Hi,
My question will be more about the architecture solutions and potential implementation of these solutions.
The project :
Multiple microservices each one deployed on a Tomcat and each Tomcat is running in one of the tree VM existing in Azure.
Each microservice is a spring boot application exposing a couple of endpoints that could be consumed by other microservice or a final client (browser), some of those microservice will contain an embedded Spark.
The file storage is a folder in one of the VM hard disks, this folder is mounted in the other two servers.
Below is a workflow example for more clearty:
From their browser, a user can click on a function (Filter / Aggregate...) that will start executing a function in one of the service (service A), this function will execute a Spark SQL query in a file located in the file storage (folder in hard disk), and spark will generate a new file that will be the result returned to the Client.
**This service can also handle other request that doesn't need to use spark
The objective is to use spark in Azure Databricks instead of the embedded that we are using now, while keeping the services deployed on Tomcat.

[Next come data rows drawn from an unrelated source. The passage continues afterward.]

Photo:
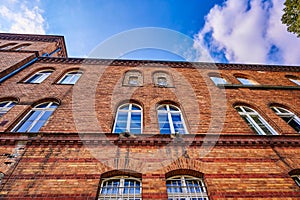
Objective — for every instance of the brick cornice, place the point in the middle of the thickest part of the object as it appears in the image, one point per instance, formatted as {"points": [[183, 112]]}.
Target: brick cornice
{"points": [[149, 139], [38, 38], [175, 64]]}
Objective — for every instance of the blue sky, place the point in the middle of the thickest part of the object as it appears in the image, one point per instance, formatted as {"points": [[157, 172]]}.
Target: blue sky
{"points": [[234, 31]]}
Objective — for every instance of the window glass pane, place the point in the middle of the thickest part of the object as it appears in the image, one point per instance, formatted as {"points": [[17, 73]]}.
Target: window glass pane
{"points": [[38, 125], [162, 108], [134, 107], [172, 108], [295, 124]]}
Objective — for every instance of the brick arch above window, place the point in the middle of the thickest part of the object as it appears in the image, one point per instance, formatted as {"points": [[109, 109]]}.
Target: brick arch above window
{"points": [[121, 173], [245, 79], [162, 79], [133, 78], [294, 79], [218, 78], [189, 172], [7, 46]]}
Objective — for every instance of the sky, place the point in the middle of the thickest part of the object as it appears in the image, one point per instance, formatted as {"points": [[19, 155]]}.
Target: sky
{"points": [[228, 31]]}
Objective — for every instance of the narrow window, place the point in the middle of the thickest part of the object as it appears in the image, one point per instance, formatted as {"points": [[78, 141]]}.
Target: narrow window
{"points": [[218, 80], [39, 77], [255, 121], [246, 81], [1, 176], [290, 118], [127, 188], [36, 118], [128, 119], [5, 106], [186, 187], [70, 77], [170, 120], [296, 178]]}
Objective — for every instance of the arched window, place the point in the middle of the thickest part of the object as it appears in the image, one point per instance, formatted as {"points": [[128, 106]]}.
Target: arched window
{"points": [[255, 121], [294, 79], [245, 81], [186, 187], [36, 118], [70, 77], [133, 78], [128, 119], [170, 119], [5, 106], [290, 118], [121, 187], [162, 79], [39, 76], [218, 80], [295, 175]]}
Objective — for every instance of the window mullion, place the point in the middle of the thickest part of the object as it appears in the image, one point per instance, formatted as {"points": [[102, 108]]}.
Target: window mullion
{"points": [[35, 120], [255, 125]]}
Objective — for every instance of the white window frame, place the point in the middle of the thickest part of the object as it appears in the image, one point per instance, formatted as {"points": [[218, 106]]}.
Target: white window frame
{"points": [[43, 111], [129, 111], [120, 189], [169, 115], [43, 75], [4, 109], [75, 76], [296, 178], [288, 113], [256, 127], [218, 80], [187, 191]]}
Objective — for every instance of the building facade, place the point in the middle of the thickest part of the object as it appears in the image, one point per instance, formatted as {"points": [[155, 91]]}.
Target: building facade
{"points": [[75, 128]]}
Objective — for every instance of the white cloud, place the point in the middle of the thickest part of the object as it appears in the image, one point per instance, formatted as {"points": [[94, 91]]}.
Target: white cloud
{"points": [[17, 16], [249, 31]]}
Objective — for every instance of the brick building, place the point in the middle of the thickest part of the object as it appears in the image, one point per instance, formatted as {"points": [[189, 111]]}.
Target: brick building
{"points": [[75, 128]]}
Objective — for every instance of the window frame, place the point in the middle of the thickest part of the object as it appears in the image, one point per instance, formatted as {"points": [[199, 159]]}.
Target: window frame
{"points": [[184, 191], [48, 108], [170, 120], [129, 116], [44, 75], [256, 128], [121, 188], [292, 116], [74, 74], [7, 107]]}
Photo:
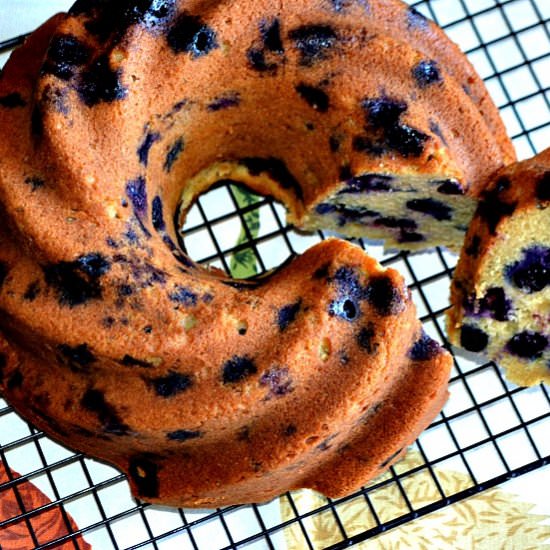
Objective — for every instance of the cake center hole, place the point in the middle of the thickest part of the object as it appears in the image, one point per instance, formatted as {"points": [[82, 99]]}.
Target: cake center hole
{"points": [[236, 230]]}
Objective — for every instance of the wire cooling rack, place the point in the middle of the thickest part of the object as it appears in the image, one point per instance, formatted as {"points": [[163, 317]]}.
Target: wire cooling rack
{"points": [[490, 431]]}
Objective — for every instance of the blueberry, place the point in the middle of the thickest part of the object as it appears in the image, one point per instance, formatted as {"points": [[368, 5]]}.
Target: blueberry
{"points": [[145, 146], [144, 473], [473, 338], [64, 54], [365, 337], [13, 100], [531, 273], [278, 381], [158, 217], [238, 369], [173, 154], [367, 183], [449, 187], [426, 73], [100, 83], [183, 435], [190, 34], [543, 186], [77, 356], [314, 97], [94, 401], [172, 384], [287, 314], [431, 207], [384, 296], [424, 349], [528, 344], [182, 295], [313, 42], [231, 99]]}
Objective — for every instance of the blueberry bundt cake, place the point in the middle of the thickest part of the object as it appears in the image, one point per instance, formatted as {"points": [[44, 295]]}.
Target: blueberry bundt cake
{"points": [[207, 390], [501, 290]]}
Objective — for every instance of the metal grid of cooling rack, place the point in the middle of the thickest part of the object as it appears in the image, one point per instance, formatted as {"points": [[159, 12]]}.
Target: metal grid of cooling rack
{"points": [[490, 430]]}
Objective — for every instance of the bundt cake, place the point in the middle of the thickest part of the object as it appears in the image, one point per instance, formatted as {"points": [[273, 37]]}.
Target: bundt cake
{"points": [[207, 390], [500, 293]]}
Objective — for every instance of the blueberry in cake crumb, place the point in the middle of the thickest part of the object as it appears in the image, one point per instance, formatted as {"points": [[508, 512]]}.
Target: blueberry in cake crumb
{"points": [[531, 273], [543, 187], [431, 207], [99, 83], [287, 314], [183, 435], [313, 42], [94, 401], [384, 296], [64, 54], [238, 369], [143, 150], [278, 380], [365, 337], [190, 34], [424, 349], [426, 73], [528, 344], [144, 473], [473, 338], [13, 100], [314, 97], [172, 384], [173, 154]]}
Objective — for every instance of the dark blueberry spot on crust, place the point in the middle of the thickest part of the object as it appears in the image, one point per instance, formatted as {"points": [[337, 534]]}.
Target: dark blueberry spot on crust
{"points": [[173, 154], [145, 146], [158, 218], [314, 97], [64, 54], [270, 32], [33, 290], [231, 99], [144, 473], [100, 83], [426, 73], [450, 187], [367, 183], [13, 100], [431, 207], [35, 182], [171, 384], [313, 42], [3, 272], [424, 349], [190, 34], [94, 401], [15, 380], [473, 338], [474, 247], [182, 295], [77, 282], [532, 272], [77, 356], [278, 381], [237, 369], [543, 187], [492, 209], [384, 296], [287, 315], [365, 339], [275, 169], [183, 435], [528, 344]]}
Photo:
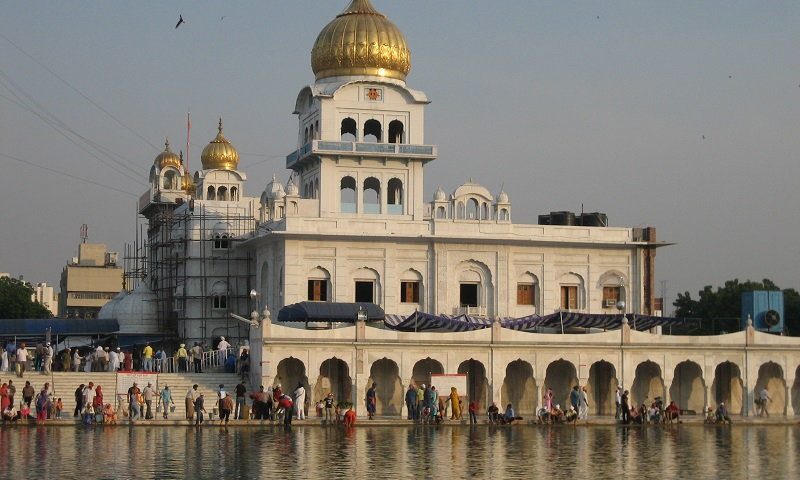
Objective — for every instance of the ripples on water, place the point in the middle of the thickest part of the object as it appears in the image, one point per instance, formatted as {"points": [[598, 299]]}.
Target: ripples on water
{"points": [[690, 451]]}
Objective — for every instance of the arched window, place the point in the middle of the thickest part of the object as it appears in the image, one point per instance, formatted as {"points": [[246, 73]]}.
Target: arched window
{"points": [[347, 195], [319, 285], [349, 130], [527, 290], [170, 181], [472, 209], [372, 195], [395, 196], [372, 131], [411, 287], [222, 241], [572, 291], [219, 296], [396, 132], [461, 211]]}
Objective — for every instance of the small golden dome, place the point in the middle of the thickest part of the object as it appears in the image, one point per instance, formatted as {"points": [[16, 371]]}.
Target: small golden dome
{"points": [[167, 158], [219, 153], [187, 184], [361, 41]]}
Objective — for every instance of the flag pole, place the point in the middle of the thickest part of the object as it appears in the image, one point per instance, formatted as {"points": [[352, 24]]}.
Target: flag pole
{"points": [[188, 133]]}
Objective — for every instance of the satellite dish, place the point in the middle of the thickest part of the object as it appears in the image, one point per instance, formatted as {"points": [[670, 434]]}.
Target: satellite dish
{"points": [[772, 318]]}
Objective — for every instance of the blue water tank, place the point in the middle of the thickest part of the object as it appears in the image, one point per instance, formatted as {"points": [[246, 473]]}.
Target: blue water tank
{"points": [[765, 308]]}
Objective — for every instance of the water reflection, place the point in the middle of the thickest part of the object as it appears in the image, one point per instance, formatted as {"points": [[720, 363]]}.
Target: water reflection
{"points": [[689, 451]]}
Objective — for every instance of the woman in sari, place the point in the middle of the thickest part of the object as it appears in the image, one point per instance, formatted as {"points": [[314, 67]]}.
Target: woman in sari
{"points": [[455, 404]]}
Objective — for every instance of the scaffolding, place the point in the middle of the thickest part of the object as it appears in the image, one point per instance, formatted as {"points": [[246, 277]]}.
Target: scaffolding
{"points": [[189, 256]]}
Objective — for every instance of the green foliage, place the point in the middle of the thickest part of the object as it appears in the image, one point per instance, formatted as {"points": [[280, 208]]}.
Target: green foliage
{"points": [[725, 303], [15, 300]]}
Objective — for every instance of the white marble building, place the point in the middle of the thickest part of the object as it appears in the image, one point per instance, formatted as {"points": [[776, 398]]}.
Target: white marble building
{"points": [[353, 224]]}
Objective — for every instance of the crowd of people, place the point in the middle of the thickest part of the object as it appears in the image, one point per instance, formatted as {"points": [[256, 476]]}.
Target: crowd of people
{"points": [[21, 358]]}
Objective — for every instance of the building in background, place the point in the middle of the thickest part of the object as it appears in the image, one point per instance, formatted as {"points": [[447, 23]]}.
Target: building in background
{"points": [[89, 281], [44, 294]]}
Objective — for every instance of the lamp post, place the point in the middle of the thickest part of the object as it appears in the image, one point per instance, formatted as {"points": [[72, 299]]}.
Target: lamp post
{"points": [[361, 314], [621, 308]]}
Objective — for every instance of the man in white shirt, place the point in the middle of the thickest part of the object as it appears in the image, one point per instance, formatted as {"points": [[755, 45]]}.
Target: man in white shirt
{"points": [[223, 347], [764, 395], [48, 359], [113, 360], [88, 395], [22, 360]]}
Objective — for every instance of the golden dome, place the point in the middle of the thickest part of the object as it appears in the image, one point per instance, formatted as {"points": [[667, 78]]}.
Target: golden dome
{"points": [[187, 184], [219, 153], [167, 158], [361, 41]]}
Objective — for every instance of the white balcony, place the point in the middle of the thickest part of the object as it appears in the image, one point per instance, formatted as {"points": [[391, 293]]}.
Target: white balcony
{"points": [[325, 147]]}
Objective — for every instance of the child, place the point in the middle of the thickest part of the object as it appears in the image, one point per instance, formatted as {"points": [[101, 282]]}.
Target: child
{"points": [[88, 415], [24, 411]]}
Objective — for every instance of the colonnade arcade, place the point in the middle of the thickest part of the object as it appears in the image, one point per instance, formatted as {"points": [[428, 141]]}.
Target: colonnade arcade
{"points": [[693, 382]]}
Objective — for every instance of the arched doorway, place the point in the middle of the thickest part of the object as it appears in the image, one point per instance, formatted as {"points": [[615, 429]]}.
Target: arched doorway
{"points": [[728, 387], [519, 388], [688, 389], [390, 391], [796, 392], [770, 375], [561, 376], [602, 388], [647, 384], [477, 385], [421, 373], [292, 372], [334, 376]]}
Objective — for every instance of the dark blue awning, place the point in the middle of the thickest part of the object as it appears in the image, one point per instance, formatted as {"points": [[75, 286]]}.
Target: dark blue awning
{"points": [[426, 322], [587, 320], [328, 312], [32, 327]]}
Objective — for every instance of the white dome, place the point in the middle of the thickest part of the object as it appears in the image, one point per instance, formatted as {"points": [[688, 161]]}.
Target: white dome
{"points": [[136, 312], [440, 195], [108, 311], [291, 188], [275, 189]]}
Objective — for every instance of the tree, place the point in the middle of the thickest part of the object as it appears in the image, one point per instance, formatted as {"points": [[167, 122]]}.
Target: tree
{"points": [[15, 300], [724, 304]]}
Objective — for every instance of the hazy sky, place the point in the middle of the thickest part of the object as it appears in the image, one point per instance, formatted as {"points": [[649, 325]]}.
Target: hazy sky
{"points": [[559, 106]]}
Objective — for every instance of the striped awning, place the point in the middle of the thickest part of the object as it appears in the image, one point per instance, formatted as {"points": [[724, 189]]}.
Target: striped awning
{"points": [[533, 323], [426, 322]]}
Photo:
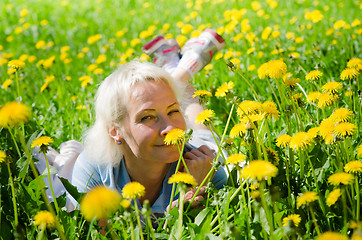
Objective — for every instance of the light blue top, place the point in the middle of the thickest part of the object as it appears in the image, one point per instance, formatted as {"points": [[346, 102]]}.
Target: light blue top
{"points": [[87, 174]]}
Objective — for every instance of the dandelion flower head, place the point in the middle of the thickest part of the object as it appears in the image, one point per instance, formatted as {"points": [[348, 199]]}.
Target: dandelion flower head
{"points": [[2, 156], [333, 197], [270, 109], [314, 75], [337, 179], [306, 198], [13, 114], [259, 170], [238, 130], [341, 115], [99, 203], [313, 96], [332, 236], [344, 129], [224, 89], [300, 140], [355, 63], [42, 141], [44, 219], [235, 159], [16, 64], [205, 116], [133, 190], [353, 167], [283, 140], [174, 136], [202, 93], [248, 107], [332, 87], [181, 177], [294, 218], [349, 73]]}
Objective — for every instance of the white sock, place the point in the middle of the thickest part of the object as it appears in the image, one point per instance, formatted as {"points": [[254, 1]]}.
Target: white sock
{"points": [[191, 62]]}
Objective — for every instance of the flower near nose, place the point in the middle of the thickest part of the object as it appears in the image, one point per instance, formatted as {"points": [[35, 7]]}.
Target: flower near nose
{"points": [[175, 136]]}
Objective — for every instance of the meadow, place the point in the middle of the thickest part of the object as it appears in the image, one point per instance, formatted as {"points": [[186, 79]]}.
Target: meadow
{"points": [[285, 96]]}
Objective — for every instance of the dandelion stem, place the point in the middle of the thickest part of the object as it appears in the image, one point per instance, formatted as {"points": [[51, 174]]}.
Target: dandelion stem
{"points": [[138, 218], [51, 185], [13, 195]]}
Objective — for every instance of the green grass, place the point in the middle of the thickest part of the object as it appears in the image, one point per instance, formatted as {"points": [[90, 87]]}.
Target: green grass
{"points": [[55, 113]]}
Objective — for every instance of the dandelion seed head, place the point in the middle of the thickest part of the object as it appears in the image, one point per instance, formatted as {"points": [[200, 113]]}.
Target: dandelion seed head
{"points": [[337, 179], [181, 177], [133, 190], [306, 198], [333, 197], [174, 136]]}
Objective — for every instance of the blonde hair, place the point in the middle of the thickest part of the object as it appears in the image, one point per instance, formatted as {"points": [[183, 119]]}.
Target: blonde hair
{"points": [[110, 107]]}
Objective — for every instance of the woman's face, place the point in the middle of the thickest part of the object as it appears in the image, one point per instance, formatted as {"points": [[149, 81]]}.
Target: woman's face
{"points": [[153, 111]]}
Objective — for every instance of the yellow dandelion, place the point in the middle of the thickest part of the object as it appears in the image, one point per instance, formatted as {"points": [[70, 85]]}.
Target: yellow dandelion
{"points": [[270, 109], [259, 170], [355, 63], [314, 75], [44, 219], [181, 177], [326, 130], [353, 167], [42, 141], [332, 236], [238, 130], [175, 136], [283, 140], [133, 190], [224, 89], [202, 93], [236, 159], [306, 198], [345, 129], [313, 96], [333, 197], [276, 68], [326, 99], [13, 114], [292, 219], [262, 71], [16, 64], [337, 179], [300, 140], [341, 115], [2, 156], [349, 73], [204, 116], [359, 151], [332, 87], [99, 203], [248, 107]]}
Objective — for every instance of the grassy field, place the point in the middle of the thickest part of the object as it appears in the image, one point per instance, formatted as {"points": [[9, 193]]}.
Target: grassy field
{"points": [[295, 104]]}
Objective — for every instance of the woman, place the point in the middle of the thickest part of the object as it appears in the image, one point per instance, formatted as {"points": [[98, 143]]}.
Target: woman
{"points": [[136, 106]]}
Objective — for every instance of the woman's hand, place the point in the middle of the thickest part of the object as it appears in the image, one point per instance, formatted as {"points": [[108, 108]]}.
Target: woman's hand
{"points": [[199, 162], [189, 195]]}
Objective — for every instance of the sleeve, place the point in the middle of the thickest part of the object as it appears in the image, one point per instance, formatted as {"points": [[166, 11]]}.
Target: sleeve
{"points": [[85, 174]]}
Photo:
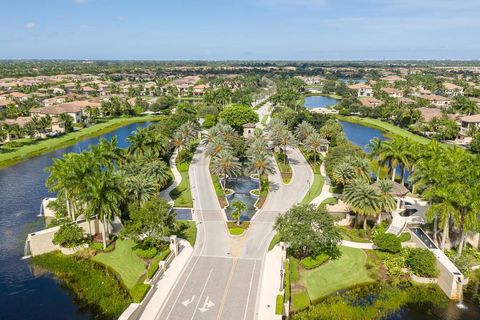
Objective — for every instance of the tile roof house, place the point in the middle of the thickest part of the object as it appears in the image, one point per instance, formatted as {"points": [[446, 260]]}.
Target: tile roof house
{"points": [[371, 102], [392, 92], [363, 90], [436, 100]]}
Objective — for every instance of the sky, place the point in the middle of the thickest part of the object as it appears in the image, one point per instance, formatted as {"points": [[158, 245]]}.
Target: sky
{"points": [[240, 29]]}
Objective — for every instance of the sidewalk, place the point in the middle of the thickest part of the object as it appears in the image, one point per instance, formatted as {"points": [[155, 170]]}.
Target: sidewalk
{"points": [[167, 282], [270, 285], [177, 178]]}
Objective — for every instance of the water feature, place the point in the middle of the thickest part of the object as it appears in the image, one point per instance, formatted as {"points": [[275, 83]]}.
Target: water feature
{"points": [[22, 188], [319, 102], [241, 187]]}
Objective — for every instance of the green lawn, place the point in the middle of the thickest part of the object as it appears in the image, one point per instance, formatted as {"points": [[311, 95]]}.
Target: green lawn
{"points": [[345, 272], [182, 194], [124, 261], [385, 127], [41, 146], [186, 230], [285, 169]]}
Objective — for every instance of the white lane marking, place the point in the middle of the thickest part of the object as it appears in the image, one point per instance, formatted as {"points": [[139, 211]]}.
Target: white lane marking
{"points": [[207, 305], [201, 220], [188, 301], [249, 291], [201, 294]]}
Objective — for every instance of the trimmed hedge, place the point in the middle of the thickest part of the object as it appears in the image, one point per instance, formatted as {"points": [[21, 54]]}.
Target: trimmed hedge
{"points": [[314, 262], [139, 291]]}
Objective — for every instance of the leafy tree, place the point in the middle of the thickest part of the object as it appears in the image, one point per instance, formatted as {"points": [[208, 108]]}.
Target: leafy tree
{"points": [[238, 208], [309, 231], [150, 222], [237, 115]]}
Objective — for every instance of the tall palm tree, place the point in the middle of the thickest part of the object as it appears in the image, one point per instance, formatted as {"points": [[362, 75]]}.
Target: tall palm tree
{"points": [[103, 198], [225, 164], [375, 147], [313, 143], [363, 198]]}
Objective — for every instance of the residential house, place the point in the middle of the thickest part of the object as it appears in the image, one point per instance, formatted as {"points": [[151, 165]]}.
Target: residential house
{"points": [[371, 102], [452, 90], [363, 90], [436, 100], [393, 93]]}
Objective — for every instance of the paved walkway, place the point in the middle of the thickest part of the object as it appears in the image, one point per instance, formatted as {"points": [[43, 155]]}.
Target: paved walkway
{"points": [[270, 284], [177, 178]]}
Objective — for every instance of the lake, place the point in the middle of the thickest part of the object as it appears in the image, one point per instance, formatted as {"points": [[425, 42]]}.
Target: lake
{"points": [[22, 188], [319, 102]]}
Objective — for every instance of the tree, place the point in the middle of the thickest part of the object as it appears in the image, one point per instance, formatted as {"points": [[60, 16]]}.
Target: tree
{"points": [[224, 163], [103, 198], [150, 223], [309, 231], [363, 198], [237, 115], [238, 208]]}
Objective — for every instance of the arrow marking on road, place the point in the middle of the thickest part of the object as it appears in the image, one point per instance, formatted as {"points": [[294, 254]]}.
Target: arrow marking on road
{"points": [[188, 301], [206, 305]]}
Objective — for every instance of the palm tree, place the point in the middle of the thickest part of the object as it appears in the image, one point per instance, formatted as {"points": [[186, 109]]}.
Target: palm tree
{"points": [[304, 130], [217, 145], [387, 201], [104, 197], [224, 163], [343, 173], [238, 208], [313, 143], [376, 148], [363, 198]]}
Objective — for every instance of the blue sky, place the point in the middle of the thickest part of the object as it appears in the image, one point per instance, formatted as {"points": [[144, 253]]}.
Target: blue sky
{"points": [[240, 29]]}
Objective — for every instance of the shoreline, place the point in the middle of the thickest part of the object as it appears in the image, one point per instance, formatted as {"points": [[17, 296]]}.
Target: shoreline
{"points": [[52, 144], [388, 129]]}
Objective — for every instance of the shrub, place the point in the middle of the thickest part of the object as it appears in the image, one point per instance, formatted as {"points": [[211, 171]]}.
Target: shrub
{"points": [[422, 263], [314, 262], [139, 291], [387, 242], [69, 235], [279, 304], [146, 252]]}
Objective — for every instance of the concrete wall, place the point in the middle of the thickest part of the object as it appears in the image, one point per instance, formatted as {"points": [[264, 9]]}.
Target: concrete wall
{"points": [[450, 279], [41, 242]]}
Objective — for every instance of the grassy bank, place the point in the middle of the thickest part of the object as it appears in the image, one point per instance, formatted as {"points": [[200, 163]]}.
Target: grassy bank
{"points": [[390, 129], [93, 285], [182, 194], [37, 147]]}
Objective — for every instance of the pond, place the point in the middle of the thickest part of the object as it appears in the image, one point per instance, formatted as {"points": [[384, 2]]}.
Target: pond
{"points": [[319, 102], [242, 187], [22, 188]]}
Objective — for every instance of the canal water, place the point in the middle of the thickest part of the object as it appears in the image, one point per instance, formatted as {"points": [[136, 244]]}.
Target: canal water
{"points": [[22, 188], [319, 102], [470, 309]]}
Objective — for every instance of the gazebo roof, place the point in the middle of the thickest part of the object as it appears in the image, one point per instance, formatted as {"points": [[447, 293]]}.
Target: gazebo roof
{"points": [[398, 190]]}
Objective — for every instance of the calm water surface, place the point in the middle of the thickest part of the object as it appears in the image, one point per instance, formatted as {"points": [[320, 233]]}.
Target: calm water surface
{"points": [[319, 102], [22, 188]]}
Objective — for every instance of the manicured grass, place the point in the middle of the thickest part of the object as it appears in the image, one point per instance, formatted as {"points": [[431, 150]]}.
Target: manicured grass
{"points": [[385, 127], [353, 235], [285, 169], [123, 261], [345, 272], [186, 230], [41, 146], [315, 189], [92, 283], [182, 194]]}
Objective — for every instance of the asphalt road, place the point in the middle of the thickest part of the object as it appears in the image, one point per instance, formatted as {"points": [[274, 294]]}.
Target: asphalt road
{"points": [[222, 278]]}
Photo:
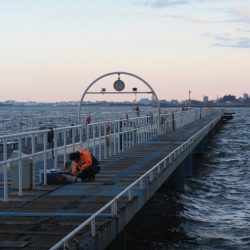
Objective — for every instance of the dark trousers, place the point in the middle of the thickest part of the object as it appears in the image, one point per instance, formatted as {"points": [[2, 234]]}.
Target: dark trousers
{"points": [[89, 172]]}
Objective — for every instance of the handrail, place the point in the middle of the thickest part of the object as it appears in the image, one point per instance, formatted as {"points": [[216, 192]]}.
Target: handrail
{"points": [[140, 131], [113, 202]]}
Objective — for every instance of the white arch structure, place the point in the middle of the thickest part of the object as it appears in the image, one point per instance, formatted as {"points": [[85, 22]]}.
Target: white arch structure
{"points": [[118, 73]]}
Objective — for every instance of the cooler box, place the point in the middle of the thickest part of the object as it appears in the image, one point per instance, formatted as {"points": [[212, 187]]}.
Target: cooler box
{"points": [[26, 172], [52, 176]]}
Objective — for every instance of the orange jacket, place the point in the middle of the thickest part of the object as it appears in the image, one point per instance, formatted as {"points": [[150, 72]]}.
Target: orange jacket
{"points": [[84, 162]]}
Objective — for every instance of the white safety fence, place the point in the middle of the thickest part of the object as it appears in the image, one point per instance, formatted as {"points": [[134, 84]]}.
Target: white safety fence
{"points": [[104, 139], [15, 125], [140, 184]]}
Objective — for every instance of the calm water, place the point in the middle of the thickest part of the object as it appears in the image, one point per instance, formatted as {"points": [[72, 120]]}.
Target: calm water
{"points": [[216, 205], [214, 210]]}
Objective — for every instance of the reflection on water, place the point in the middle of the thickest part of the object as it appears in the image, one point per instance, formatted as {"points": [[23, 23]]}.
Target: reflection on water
{"points": [[214, 210]]}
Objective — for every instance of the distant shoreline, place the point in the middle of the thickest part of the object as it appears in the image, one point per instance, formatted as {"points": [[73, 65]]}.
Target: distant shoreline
{"points": [[126, 104]]}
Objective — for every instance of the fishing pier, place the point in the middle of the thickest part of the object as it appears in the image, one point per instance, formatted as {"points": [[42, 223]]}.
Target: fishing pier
{"points": [[135, 163], [138, 153]]}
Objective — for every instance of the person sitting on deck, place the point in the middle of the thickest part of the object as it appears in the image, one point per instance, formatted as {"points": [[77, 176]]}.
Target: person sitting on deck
{"points": [[86, 166]]}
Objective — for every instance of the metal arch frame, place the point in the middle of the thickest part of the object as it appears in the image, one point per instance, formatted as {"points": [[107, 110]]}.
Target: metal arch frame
{"points": [[119, 73]]}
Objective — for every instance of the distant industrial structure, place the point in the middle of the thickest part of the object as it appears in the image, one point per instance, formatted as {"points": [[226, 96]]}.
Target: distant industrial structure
{"points": [[226, 100]]}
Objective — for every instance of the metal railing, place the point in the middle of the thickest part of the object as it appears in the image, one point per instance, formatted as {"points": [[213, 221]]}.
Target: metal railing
{"points": [[122, 135], [148, 176]]}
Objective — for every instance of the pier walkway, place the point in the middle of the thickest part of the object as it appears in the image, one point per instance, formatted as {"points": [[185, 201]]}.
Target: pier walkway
{"points": [[43, 217]]}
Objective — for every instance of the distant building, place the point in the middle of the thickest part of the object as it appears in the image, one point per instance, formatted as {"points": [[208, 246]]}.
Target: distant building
{"points": [[245, 96], [229, 98], [205, 99], [145, 101]]}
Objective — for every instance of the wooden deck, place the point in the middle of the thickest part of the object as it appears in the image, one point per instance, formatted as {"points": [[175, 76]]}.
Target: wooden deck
{"points": [[42, 217]]}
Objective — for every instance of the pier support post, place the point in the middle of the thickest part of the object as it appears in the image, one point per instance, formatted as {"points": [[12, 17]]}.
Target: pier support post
{"points": [[199, 150], [177, 180], [189, 166], [120, 242]]}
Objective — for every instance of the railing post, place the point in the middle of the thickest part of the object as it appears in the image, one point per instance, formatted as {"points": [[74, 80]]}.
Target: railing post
{"points": [[130, 194], [114, 209], [33, 162], [93, 230], [55, 149], [88, 126], [151, 177], [20, 177], [45, 158], [5, 176]]}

For the file system I'm thing to move all the file storage to Azure File Share.
The most unclear point form me is how to use spark from Spring boot service while the cluster is on Databricks, knowing that spark jobs will be triggered by an end user from their browser any time he wants. Do I need only to change the config on spark connexion to point to the databricks server :
conf.setMaster("spark://databricks.server.url:port");
Or I should edit the code to submit the job (re-write the spark part in a separate class with a main method and submit it!) ?
Please feel free for any suggestion / recomandation, and thank you for your help and time.
If any information is messing, I will add it just let me know.